A putative new idea for AI control; index here.
This is a problem that developed from the "high impact from low impact" idea, but is a legitimate thought experiment in its own right (it also has connections with the "spirit of the law" idea).
Suppose that, next 1st of April, the US president may or may not die of natural causes. I chose this example because it's an event of potentially large magnitude, but not overwhelmingly so (neither a butterfly wing nor an asteroid impact).
Also assume that, for some reason, we are able to program an AI that will be nice, given that the president does die on that day. Its behaviour if the president doesn't die is undefined and potentially dangerous.
Is there a way (either at the initial stages of programming or at the later) to extend the "niceness" from the "presidential death world" into the "presidential survival world"?

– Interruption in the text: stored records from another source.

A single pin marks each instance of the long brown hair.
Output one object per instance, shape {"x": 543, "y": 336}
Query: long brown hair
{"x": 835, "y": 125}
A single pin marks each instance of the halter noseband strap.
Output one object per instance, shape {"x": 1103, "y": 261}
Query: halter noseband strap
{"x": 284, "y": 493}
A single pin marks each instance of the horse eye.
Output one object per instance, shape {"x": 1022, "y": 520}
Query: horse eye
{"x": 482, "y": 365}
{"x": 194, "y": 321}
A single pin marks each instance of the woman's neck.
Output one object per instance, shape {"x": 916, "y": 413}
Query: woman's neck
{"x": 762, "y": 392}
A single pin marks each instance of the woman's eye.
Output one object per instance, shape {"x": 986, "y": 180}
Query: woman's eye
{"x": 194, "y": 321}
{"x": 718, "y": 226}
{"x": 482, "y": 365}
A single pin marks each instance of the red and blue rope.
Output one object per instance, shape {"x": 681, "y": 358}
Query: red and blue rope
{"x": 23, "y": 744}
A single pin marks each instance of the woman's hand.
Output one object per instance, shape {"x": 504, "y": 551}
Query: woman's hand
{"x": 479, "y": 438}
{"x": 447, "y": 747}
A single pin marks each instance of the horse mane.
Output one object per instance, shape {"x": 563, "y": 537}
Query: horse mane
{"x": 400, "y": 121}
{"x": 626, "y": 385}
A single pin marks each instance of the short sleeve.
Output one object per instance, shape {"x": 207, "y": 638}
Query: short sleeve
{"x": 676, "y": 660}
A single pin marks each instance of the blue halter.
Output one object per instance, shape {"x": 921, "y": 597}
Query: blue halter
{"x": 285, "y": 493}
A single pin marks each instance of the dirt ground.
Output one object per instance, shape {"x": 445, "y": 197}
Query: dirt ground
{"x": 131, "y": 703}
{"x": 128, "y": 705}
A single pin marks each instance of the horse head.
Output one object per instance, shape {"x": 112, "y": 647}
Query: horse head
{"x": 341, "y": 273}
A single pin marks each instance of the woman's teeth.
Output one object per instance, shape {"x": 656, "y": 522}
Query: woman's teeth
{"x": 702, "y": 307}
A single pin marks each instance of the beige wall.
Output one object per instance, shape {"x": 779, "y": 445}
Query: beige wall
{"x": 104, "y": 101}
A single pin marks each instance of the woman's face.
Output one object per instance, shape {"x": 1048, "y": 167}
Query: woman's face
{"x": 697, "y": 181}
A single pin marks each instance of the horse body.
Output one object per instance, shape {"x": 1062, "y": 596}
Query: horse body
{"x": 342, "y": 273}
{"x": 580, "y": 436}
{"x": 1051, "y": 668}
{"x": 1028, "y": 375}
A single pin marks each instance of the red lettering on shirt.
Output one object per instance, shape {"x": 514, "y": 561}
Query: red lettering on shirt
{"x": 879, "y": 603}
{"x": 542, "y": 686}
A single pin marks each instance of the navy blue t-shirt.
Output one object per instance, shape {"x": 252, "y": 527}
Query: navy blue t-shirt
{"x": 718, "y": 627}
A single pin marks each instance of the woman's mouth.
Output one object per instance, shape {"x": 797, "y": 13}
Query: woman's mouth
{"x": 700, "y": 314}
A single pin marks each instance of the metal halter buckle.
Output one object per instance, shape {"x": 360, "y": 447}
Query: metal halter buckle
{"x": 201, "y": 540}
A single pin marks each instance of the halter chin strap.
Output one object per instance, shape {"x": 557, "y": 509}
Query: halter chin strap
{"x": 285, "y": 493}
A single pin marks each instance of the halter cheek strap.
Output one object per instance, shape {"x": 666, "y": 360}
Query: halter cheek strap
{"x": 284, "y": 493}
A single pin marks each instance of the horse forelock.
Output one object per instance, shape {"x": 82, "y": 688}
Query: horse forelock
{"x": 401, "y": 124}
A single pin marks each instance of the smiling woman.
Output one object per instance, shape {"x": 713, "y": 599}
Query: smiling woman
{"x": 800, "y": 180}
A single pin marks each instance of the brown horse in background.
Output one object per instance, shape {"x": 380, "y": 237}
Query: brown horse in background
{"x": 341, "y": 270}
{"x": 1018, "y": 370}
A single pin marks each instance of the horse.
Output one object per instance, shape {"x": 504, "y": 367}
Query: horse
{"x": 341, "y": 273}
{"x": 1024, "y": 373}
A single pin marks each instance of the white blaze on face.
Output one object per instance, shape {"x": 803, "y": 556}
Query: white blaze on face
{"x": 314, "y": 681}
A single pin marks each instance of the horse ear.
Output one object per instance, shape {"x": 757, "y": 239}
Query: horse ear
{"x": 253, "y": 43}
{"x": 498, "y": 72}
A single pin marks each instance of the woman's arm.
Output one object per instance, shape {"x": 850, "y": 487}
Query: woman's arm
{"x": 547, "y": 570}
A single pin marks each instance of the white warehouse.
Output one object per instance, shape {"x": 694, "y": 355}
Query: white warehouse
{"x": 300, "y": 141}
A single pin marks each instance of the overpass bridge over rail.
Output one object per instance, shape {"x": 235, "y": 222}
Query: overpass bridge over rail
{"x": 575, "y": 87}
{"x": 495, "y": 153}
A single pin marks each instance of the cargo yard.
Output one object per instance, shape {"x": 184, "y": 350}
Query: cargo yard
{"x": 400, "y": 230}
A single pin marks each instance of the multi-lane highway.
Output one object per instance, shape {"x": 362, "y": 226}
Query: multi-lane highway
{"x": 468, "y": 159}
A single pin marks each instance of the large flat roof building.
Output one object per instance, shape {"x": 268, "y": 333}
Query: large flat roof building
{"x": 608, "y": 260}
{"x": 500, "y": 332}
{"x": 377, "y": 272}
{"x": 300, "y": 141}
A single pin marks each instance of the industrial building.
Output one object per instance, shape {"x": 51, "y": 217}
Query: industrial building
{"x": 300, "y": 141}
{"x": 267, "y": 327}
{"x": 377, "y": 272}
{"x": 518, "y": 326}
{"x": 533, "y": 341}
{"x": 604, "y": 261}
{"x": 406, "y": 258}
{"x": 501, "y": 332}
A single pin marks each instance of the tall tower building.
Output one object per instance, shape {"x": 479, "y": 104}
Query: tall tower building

To focus on how tricky the problem is, assume for argument's sake that the vice-president is a war monger that will start a nuclear war if they become president. Then "launch a coup on the 2nd of April" is a "nice" thing of the AI to do, conditional on the president dying. However, if you naively import that requirement into the "presidential survival world", the AI will launch a pointeless and counterproductive coup. This is illustrative of the kind of problems that could come up.
So the question is, can we transfer niceness in this way, without needing a solution to the full problem of niceness in general?
EDIT: Actually, this seems ideally setup for a Bayes network (or for the requirement that a Bayes network be used).
EDIT2: Now the problem of predicates like "Grue" and "Bleen" seem to be the relevant bit. If you can avoid concepts such as "X={nuclear war if president died, peace if president lived}", you can make the extension work.
The coup was just an example, to show that ("nice" | president dead) does not imply ("nice" | president alive). The coup thing can be patched if we know about it, but it's just an example of the general problem.
So the question is how do we solve a problem that we don't know exists. We only know it might exist, and that it will be solved under some conditions but not in others. And we don't know which conditions will be good and which will be bad. Yes, that is a tricky problem.